The curiosities and naturals cabinets are eventually transformed into museums. The oldest museum, the Ashmolian Museum in Oxford, opened in 1683, when Elias Ashmole donated his rarities to the University of Oxford with an explicit testamentary demand that the collection must be open to the public. Even women are welcome, a German visitor discovered as early as 1710. The Ashmolian is followed by the British Museum in London, from the start with a separate department for Natural History (1753) and the Louvre in Paris (1793). In the Netherlands, the Teylers museum in Haarlem from 1778 is the oldest, built in the house of Pieter Teyler, who bequeathed his collection and assets to the Teyler foundation for the promotion of art and science.
Carl Linneaus played an important role during the Enlightenment in Natural History, Tera’s field of study. As early as 1735 he laid the foundations of taxonomy by dividing nature into minerals, animals and plants. Linneaus is, as a doctor, admittedly more interested in botanics , but he also looks at the animal kingdom, being the first to classify humans as mammals. His Systema Naturae is regarded as the beginning of zoological nomenclature.
Such a system increases the interest in collecting and also initiates a scientific movement in which the entire natural reality, that is to say all animals and plants, must be described and named. The idea behind this is that one must first know and map the world before being able to say anything about function, reproduction and origin. Charles Darwin was also a great collector and his famous voyage on the Beagle to the Galapagos Islands was mainly intended for the collection of specimens. Most of his collection is now housed in the Natural History Museum in London.

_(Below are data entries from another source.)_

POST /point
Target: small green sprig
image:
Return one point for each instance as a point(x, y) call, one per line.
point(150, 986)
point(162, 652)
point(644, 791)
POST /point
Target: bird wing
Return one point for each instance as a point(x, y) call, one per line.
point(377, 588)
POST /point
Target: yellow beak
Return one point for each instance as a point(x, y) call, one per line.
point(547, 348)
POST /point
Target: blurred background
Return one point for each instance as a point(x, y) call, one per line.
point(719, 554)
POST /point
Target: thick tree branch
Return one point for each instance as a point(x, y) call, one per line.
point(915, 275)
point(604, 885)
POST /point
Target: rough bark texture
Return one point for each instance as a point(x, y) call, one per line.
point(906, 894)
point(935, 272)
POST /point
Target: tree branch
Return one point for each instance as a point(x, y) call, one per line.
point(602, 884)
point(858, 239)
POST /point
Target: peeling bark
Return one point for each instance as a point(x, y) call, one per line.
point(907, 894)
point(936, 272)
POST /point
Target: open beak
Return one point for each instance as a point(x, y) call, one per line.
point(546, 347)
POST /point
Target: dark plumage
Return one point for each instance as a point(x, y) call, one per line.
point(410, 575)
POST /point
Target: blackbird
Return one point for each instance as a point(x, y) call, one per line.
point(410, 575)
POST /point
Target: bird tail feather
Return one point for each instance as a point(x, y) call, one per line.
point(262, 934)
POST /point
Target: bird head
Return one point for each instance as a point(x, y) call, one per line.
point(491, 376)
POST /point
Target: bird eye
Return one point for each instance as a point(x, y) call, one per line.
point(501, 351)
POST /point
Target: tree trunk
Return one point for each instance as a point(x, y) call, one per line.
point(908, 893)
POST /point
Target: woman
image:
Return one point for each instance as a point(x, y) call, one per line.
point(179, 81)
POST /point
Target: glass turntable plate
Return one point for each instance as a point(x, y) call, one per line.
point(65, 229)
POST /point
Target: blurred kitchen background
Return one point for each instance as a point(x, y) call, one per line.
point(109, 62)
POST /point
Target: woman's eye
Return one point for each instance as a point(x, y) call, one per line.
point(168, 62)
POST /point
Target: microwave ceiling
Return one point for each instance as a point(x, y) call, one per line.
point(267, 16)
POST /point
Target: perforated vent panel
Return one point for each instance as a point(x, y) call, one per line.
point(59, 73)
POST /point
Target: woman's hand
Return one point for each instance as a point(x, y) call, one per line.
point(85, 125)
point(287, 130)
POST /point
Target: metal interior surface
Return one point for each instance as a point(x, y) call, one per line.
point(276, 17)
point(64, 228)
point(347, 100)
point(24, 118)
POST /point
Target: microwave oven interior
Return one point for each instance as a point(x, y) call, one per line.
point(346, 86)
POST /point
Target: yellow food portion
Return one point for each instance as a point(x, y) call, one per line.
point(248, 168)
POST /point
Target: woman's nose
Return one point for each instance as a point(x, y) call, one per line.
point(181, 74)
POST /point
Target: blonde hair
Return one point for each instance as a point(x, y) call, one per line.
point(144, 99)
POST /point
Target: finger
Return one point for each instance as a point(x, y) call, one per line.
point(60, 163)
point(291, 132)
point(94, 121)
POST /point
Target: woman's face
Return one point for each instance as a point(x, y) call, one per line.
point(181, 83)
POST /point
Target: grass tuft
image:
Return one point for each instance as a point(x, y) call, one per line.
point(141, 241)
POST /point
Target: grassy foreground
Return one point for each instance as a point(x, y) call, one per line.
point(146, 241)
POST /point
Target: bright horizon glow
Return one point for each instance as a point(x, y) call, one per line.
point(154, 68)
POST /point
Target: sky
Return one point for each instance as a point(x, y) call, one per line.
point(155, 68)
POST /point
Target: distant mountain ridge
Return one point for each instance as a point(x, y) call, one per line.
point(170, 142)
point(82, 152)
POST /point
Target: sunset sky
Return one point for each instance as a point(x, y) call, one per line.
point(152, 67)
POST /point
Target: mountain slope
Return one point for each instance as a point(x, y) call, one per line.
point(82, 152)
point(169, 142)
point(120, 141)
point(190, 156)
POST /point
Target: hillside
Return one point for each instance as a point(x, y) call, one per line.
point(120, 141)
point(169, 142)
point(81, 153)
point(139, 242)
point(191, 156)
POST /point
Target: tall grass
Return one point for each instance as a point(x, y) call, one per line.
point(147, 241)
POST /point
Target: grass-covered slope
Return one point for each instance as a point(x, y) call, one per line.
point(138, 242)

As we have seen in Fred Dijsselbloem’s guest blog, after the publication of “On the Origin of Species” by Charles Darwin, the emphasis in biology is on phylogeny, the hereditary descent of groups of organisms. Hendrik Engel writes in his short biography about Tera: Between 1880 and 1914 University biologists in the Netherlands, and perhaps in the whole of Europe, shared a common ideal: to discover the phylogeny of all living beings. Tera’s University studies happened to fall in the beginning of another period of the history of biology: the splitting up of the science of life into the separate specialties of taxonomy, comparative physiology, functional anatomy, embryology, etc. The ideal of phylogeny still persisted but only as a vague fata morgana.